Electrochemical properties of nanostructured materials strongly depend on the nature of the morphology, crystallinity as well as porosity and pore size distribution. Metal-based nanofiber materials are attractive for electrochemical energy-storage applications due to their inexpensive synthesis route, efficient and effective electrochemical stability when used in devices which can satisfy their needs in modern technology [1,2,3]. Specifically, metal oxides are promising materials in many areas including catalysis, biotechnology, optical and energy-storage devices [4,5,6,7,8,9,10].

One of the major merits of adopting metal-based nanostructured materials in supercapacitors (SCs) is the ability to simultaneously store energy via ion adsorption and fast surface redox reactions [11, 12]. Due to this reason, they have received great attention from stakeholders in both academic and industry. Furthermore, they have the ability to deliver characteristic high specific power, quick charging/discharging rates, long cycling life and low maintenance cost in comparison to the conventional capacitors and batteries [13].

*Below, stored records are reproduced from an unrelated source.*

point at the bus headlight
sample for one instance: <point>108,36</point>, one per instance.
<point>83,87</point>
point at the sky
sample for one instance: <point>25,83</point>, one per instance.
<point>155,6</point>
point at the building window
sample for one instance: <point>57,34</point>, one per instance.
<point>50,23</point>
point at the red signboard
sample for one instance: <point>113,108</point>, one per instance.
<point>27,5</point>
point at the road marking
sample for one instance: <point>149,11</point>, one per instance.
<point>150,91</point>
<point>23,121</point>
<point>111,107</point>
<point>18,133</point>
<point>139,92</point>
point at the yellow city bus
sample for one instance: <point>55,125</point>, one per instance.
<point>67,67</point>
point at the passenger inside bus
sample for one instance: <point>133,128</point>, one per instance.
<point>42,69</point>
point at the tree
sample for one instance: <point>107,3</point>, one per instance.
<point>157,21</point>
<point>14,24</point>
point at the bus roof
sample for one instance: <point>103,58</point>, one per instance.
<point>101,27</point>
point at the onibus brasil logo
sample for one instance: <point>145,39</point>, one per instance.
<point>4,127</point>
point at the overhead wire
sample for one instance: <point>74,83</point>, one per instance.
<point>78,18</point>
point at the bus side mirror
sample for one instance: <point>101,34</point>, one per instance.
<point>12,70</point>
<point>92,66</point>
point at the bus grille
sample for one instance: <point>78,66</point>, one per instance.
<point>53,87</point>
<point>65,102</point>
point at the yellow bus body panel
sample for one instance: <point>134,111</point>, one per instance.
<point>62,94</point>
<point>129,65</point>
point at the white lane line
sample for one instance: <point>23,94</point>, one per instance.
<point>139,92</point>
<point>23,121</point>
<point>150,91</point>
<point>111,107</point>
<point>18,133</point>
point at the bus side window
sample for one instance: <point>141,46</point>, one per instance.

Principally, transition metal oxides based on Ni, Mn, Fe or Co, with variable oxidation states, have been studied as attractive electroactive materials for Faradaic supercapacitors due to their fast and reversible redox reaction in the surface region [14]. In particular, iron oxides/hydroxides have shown some remarkable properties in many research fields due to their environmental friendliness, safety, low-cost, natural abundance and relatively high electrical conductivity [2, 15].

It is well known that iron oxides exists in several phases as a result of the variable oxidation states of iron, including iron oxide (FeO, Fe3O4, Fe2O3) and hydroxide or oxy-hydroxide (Fe(OH)2, Fe(OH)3 and FeOOH) [12, 16,17,18,19]. Notably, α-Fe2O3 (hematite) is the most thermodynamically stable phase and other phases can be converted to the hexagonal α-Fe2O3 by subjecting to some form of heat or pressure treatment [2, 20,21,22,23]. Similarly, γ-Fe2O3 and Fe3O4 (magnetite) also possess a cubic crystal structure of an inverse spinel type, where Fe3+ ions occupy both octahedral and tetrahedral sites and Fe2+ ions only occupy the octahedral sites [2].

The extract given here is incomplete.